Le thème de l’adaptation, en filigrane de l’œuvre, se laisse contempler par le public dans ce milieu académique où la protagoniste se trouve projetée et qui ne pardonne que très peu à celui ou celle qui tenterait d’échapper à ce microcosme de réalités sociales. Amy y rencontre ses nouvelles amies qui ont déjà internalisé les constructions sociales occidentales ou, pour employer le lexique philosophique existentialiste, la facticité.
Cette facticité, représentant tout ce qui forme l’identité et ce qui nous construit socialement, est au centre de ce désir d’adaptation chez la protagoniste.
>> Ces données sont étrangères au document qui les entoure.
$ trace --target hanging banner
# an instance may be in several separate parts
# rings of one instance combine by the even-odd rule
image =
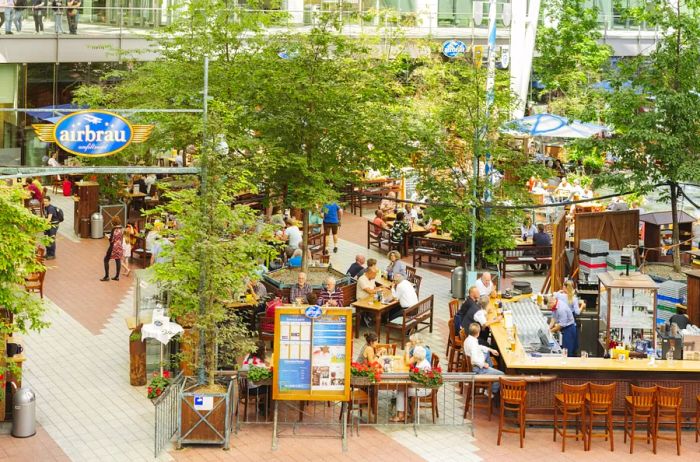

Amy tente d’aligner la facticité de ses amies avec la sienne par souci d’intégration ; c’est-à-dire qu’elle cherche à émuler les comportements sociaux et identitaires de celles-ci. Le public assiste à une internalisation en temps réel de la facticité occidentale par la protagoniste. Il s’agit, à mon sens, d’un grand accomplissement pour Doucouré d’avoir mis en scène ce concept. Elle y arrive, encore une fois, par le regard. Le public observe cette internalisation à chaque regard envieux d’Amy envers ses amies qui forment un groupe duquel elle est résolument exclue, faute de pratiquer les mêmes mœurs qu’elles. Petit à petit, elle arrive à se joindre au groupe en intégrant leur manière d’être, et, plus précisément, leur façon de danser.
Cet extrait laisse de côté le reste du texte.